University of Alberta
Hasan Uludag, PhD
Grant Type: 
Innovation Grants
Year Awarded: 
Type of Childhood Cancer: 
Leukemia, Acute Lymphoblastic Leukemia (ALL)
Project Description: 

The outcomes of this project confirmed the therapeutic potential of siRNA in combination with designer nanoparticles from lipopolymers as a delivery system. The new therapy we proposed, based on molecular targeting of cancer driving STAT5 gene, has shown promising results in cell models of acute lymphocytic leukemia (ALL). We see similarly successful results in a subset of patient-derived ALL samples as well, but the response was not uniformly positive in all patient samples. Using an animal model with locally grown ALL tumors, we could obtain successful results in slowing the growth of ALL tumors in a mouse xenograft model. We are keen to better understand the difference between the responders and the non-responders among patient samples and extend this new therapeutic approach to drug-resistant ALL samples.

Project Goal

We propose that optimal way to achieve this is by using silencer molecules that are able to eradicate these central regulators from the cells. To realize this goal, we will develop and test nanoparticles that can deliver silencer molecules specifically to the cancer cells causing B-ALL in circulation.

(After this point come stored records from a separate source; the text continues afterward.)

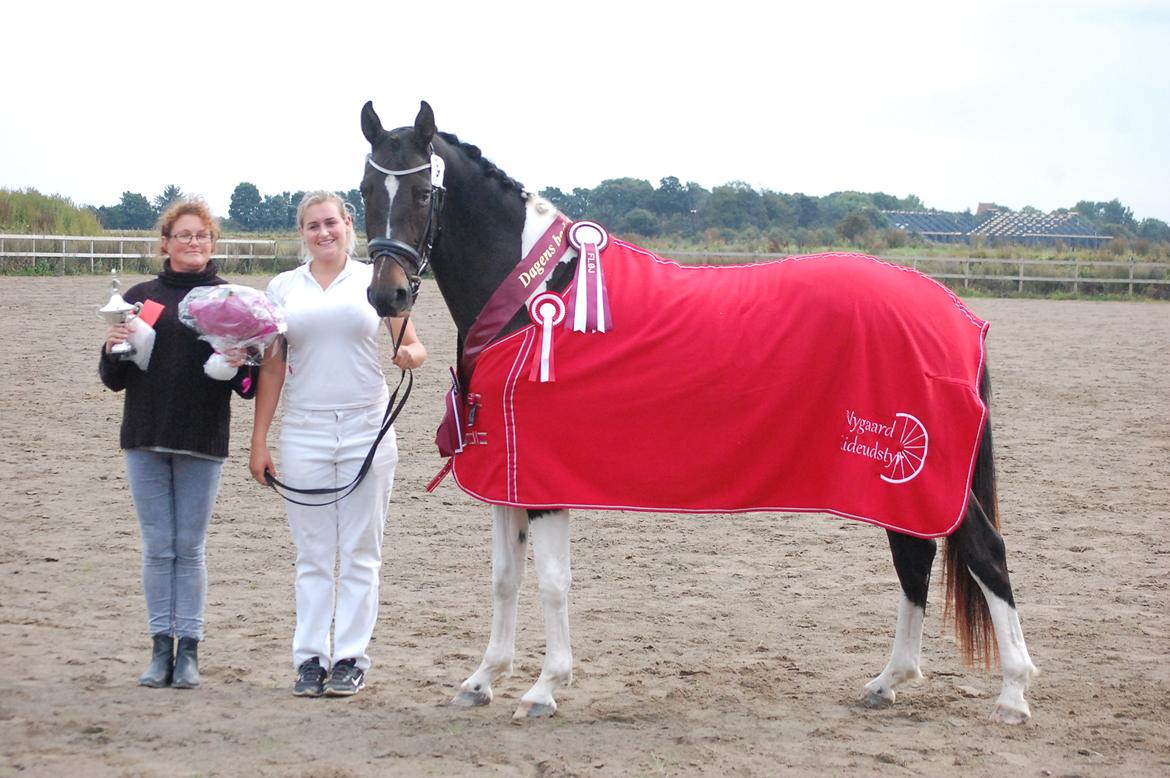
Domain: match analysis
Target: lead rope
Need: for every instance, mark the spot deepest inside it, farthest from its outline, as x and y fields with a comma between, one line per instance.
x=387, y=421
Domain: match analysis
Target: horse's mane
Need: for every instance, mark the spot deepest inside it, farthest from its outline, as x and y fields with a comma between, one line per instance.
x=489, y=167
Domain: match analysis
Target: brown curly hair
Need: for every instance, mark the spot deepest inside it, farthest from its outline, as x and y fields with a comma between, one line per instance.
x=192, y=207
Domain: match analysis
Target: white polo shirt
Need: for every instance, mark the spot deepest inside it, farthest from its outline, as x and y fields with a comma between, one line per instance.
x=332, y=336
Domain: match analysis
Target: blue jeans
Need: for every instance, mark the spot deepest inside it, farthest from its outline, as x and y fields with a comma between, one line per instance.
x=173, y=495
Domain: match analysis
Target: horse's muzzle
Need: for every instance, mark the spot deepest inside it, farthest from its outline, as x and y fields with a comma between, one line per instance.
x=390, y=300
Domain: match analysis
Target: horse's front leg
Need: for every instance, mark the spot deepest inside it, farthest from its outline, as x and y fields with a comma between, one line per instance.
x=550, y=552
x=509, y=553
x=913, y=559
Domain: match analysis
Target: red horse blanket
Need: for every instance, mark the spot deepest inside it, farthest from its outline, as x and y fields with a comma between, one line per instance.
x=832, y=383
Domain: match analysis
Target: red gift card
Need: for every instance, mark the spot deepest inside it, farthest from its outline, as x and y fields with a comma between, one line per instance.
x=150, y=311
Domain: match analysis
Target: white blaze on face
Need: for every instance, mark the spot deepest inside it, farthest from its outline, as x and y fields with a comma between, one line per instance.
x=391, y=192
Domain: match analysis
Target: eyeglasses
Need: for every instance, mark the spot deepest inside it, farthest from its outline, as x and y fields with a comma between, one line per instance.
x=186, y=238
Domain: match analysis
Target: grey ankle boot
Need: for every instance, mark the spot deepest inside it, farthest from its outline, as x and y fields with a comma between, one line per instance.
x=186, y=665
x=162, y=663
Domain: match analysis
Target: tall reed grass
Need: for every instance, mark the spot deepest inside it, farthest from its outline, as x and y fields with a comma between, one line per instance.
x=29, y=212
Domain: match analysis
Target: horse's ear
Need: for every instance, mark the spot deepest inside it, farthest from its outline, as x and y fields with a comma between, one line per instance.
x=425, y=125
x=371, y=125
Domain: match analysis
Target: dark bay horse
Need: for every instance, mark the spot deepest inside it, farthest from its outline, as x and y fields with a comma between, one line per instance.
x=432, y=198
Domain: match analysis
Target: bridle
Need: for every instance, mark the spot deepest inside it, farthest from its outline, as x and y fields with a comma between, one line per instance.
x=418, y=257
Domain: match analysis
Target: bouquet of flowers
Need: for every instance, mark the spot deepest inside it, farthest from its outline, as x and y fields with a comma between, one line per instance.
x=231, y=317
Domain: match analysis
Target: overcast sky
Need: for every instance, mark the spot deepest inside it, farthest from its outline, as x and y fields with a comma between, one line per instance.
x=1031, y=103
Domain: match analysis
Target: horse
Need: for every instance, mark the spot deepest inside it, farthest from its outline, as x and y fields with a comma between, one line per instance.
x=433, y=200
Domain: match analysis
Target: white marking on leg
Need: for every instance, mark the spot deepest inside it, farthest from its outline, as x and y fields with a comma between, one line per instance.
x=903, y=665
x=551, y=556
x=538, y=217
x=1011, y=708
x=509, y=556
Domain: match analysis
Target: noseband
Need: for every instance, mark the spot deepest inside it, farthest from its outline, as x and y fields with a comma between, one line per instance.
x=403, y=254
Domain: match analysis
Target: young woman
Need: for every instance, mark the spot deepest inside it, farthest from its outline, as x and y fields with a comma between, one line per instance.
x=174, y=434
x=335, y=394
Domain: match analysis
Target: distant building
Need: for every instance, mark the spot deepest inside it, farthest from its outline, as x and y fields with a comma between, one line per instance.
x=997, y=225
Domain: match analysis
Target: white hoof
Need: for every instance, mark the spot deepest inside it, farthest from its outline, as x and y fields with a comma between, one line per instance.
x=473, y=697
x=1005, y=715
x=535, y=710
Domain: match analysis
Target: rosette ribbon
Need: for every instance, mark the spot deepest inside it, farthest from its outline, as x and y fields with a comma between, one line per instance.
x=589, y=304
x=546, y=310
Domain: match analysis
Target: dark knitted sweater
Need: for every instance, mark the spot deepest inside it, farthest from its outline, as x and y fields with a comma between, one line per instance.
x=173, y=404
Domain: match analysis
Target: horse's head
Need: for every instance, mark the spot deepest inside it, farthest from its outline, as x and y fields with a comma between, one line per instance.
x=403, y=193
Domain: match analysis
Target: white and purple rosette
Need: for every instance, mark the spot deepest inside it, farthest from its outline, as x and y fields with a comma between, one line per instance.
x=589, y=304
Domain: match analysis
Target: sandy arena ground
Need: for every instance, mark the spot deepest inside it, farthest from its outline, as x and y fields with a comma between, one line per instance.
x=703, y=645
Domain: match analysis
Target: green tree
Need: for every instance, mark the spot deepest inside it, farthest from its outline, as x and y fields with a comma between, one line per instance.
x=854, y=226
x=276, y=213
x=133, y=212
x=245, y=206
x=670, y=198
x=170, y=194
x=807, y=213
x=734, y=206
x=640, y=221
x=614, y=198
x=1154, y=229
x=780, y=208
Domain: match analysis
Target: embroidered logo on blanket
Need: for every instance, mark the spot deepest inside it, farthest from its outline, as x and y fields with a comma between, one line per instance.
x=901, y=446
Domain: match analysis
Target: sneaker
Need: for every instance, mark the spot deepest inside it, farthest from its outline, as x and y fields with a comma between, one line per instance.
x=310, y=679
x=345, y=680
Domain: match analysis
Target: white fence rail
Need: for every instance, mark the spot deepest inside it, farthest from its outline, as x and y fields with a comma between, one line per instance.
x=66, y=254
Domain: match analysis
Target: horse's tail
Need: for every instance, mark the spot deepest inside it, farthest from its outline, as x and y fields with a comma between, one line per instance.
x=965, y=601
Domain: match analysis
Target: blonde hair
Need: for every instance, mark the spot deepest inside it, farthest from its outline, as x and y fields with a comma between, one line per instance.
x=344, y=208
x=187, y=207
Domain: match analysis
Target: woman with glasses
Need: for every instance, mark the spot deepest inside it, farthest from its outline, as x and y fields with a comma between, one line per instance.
x=328, y=373
x=174, y=435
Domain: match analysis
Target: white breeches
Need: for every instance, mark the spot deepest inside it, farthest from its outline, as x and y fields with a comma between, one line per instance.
x=325, y=449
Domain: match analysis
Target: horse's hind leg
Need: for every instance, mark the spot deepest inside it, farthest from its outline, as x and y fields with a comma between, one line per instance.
x=509, y=553
x=981, y=549
x=913, y=559
x=550, y=553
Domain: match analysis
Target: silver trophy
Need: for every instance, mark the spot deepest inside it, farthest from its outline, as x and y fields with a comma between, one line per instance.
x=119, y=311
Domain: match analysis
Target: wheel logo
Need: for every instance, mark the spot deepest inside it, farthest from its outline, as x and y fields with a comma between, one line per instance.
x=910, y=456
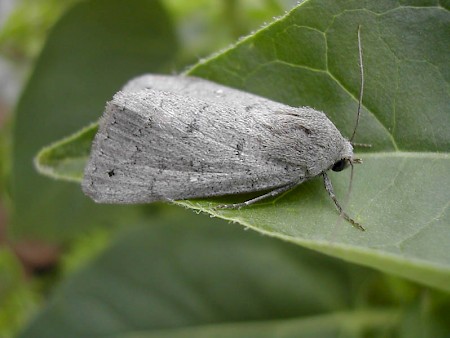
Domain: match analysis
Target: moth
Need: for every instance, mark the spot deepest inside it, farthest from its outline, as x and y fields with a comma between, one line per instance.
x=164, y=138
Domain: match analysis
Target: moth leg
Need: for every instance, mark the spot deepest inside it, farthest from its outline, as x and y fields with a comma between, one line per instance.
x=272, y=193
x=329, y=189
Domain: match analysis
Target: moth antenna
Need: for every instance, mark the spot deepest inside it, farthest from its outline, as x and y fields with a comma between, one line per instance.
x=361, y=90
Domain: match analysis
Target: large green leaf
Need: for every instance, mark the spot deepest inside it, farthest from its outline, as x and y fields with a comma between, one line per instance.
x=188, y=270
x=89, y=53
x=401, y=196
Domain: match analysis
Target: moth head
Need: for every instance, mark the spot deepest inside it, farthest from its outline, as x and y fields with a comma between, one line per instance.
x=343, y=163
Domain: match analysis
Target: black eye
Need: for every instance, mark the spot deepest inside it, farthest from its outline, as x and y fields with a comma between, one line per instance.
x=339, y=165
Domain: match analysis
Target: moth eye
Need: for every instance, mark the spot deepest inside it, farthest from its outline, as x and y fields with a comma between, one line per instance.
x=339, y=165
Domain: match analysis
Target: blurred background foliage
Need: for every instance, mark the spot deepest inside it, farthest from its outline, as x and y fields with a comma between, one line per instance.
x=44, y=260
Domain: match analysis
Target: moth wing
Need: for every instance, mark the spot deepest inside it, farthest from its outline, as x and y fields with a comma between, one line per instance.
x=154, y=145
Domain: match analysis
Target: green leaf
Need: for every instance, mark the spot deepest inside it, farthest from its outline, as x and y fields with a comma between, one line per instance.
x=195, y=275
x=18, y=300
x=66, y=159
x=400, y=194
x=94, y=48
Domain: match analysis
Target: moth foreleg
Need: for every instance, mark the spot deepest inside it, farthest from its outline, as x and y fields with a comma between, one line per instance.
x=329, y=189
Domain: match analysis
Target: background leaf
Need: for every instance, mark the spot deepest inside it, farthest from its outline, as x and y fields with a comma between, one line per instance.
x=400, y=193
x=161, y=277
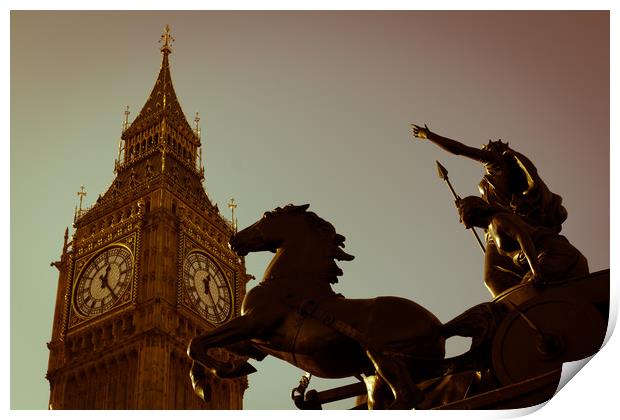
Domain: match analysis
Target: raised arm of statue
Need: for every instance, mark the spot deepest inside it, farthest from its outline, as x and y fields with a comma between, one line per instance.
x=453, y=146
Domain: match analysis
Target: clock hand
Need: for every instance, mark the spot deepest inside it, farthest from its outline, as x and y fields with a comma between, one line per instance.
x=104, y=282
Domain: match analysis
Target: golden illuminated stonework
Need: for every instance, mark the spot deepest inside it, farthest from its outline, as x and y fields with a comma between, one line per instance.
x=146, y=269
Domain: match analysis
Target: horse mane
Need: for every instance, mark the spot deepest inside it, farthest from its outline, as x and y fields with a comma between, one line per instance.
x=335, y=241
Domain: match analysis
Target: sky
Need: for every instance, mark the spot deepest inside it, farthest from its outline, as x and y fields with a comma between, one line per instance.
x=309, y=107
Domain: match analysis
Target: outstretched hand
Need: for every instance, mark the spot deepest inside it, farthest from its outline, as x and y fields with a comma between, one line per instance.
x=420, y=132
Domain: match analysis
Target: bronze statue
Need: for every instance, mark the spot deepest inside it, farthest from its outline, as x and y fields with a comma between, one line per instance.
x=294, y=314
x=511, y=182
x=542, y=254
x=393, y=345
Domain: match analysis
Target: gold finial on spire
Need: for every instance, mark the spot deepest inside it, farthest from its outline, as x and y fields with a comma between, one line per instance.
x=81, y=194
x=233, y=205
x=167, y=40
x=126, y=122
x=78, y=211
x=197, y=128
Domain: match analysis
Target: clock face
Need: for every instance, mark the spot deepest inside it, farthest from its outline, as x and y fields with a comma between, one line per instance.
x=103, y=281
x=207, y=287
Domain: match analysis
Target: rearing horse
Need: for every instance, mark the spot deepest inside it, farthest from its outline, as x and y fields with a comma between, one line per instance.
x=294, y=314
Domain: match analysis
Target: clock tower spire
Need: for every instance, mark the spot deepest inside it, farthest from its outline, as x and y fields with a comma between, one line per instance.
x=133, y=286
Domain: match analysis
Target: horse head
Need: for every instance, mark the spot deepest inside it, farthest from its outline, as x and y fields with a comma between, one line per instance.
x=293, y=225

We plan to design the nanoparticles with the right antibodies to ‘seek’ the cancer cells; once bound and internalized by the cancer cells, the nanoparticles will release the silencer molecules, eradicating the central mediators of cancer growth and eventually the cancer cells. Our studies will create a therapeutic intervention that has the potential to eradicate leukemic cells that arise from different types of genetic abnormalities. Our therapy will have the potential to improve the effectiveness of treatment in high-risk B-ALL patients irrespective of genetic abnormality, preventing relapse and death.

Project Update 2020

We are investigating the use of nanoparticles for siRNA delivery that are formed by using lipid-modified cationic polymers. By mixing the siRNA with such polymers, we formed ~100 nm nanoparticles that were suitable for uptake in ALL cell lines and primary patient-derived cell samples. Initial studies identified the optimal lipid-substituted polymers that gave best siRNA delivery to ALL cell lines SUP-B15 and RS4;11. STAT5A gene expression was downregulated in ALL cell lines using the polymeric delivery systems, which consequently reduced cell growth and inhibited the formation of colonies in ALL cells. With regard to the ALL primary cells obtained from patients, siRNA-mediated STAT5A gene silencing was observed in four out of eight patient cells using our leading polymeric delivery system, accompanied by the significant reduction in colony formation in three out of eight patients with the same delivery system. In both BCR-ABL positive and negative groups, three out of five patients demonstrated marked inhibition in cell growth using the STAT-5 siRNA nanoparticles. Three patient samples (out of 10) did not show any positive results with our delivery systems. Differential therapeutic responses to siRNA therapy observed in different patients could result from variable genetic profiles and patient-to-patient variability in delivery. The outcomes of this study confirmed the therapeutic potential of siRNA in combination with designer nanoparticles from lipopolymers as a delivery system.